Though Michaels advocated for the adoption of “Ms.” in feminist circles, her idea did not take off until 1969, when she appeared on the New York radio station WBAI. According to Fox, she brought up “Ms.” during a “quiet moment in the conversation” about feminism. Word of the broadcast soon reached Gloria Steinem, who was looking for a name for her new feminist magazine. When the publication was first printed in 1971, it debuted under the title Ms.

“It made sense to us from the start,” Meliss Arteaga wrote in the magazine last month. “‘Ms.’ is how you address a woman as a whole person.”

By 1986, the title had gained enough traction to be formally adopted by the New York Times. When it first appeared on the paper’s front page, an editor’s note explained: “Until now ‘Ms.’ had not been used because of the belief that it had not passed sufficiently into the language to be accepted as common usage. The Times now believe that ‘Ms.’ has become part of the language and is changing its policy.”

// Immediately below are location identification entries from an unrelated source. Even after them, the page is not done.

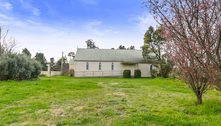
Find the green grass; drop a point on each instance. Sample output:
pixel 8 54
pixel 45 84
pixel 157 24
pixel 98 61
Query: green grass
pixel 61 100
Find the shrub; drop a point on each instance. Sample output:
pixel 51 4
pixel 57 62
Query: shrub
pixel 127 74
pixel 18 67
pixel 137 73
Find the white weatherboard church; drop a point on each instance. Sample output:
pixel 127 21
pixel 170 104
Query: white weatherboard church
pixel 109 63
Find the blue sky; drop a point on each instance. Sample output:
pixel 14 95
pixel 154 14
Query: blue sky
pixel 53 26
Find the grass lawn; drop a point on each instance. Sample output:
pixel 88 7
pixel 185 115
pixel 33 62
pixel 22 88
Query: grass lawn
pixel 61 100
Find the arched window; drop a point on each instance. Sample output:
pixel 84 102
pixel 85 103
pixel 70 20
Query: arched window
pixel 100 66
pixel 87 66
pixel 112 66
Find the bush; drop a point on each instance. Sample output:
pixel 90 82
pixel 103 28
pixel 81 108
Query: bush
pixel 127 74
pixel 153 73
pixel 137 73
pixel 18 67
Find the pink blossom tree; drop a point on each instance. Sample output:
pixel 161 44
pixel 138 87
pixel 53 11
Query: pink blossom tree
pixel 192 32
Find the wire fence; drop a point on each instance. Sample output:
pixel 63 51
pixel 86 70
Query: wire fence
pixel 113 73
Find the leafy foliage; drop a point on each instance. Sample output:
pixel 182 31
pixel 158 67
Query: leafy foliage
pixel 71 72
pixel 91 44
pixel 137 73
pixel 27 52
pixel 18 67
pixel 127 74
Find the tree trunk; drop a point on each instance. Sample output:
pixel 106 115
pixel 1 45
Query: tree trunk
pixel 199 99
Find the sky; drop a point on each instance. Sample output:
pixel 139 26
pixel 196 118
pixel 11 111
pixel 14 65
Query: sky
pixel 53 26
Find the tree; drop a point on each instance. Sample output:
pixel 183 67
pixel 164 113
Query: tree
pixel 41 58
pixel 91 44
pixel 153 43
pixel 121 47
pixel 192 32
pixel 26 51
pixel 129 48
pixel 7 44
pixel 71 54
pixel 52 64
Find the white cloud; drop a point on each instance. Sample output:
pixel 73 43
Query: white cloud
pixel 34 23
pixel 29 7
pixel 89 1
pixel 143 22
pixel 6 5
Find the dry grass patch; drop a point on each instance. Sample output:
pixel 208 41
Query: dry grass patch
pixel 113 83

Though she remained devoted to the feminist cause until her death, Michaels wore many hats throughout her life. According to the BBC, she had at various points worked as a ghostwriter, editor, restaurateur and biblical scholar. She spent her later years collecting oral histories of the Civil Rights movement. Her favorite gig was reportedly cruising around New York City as a taxi driver.

Michaels’ legacy will persist in a simple, two-letter word that is now used throughout the English-speaking world to refer to women—not as wives, or as singles, but as people.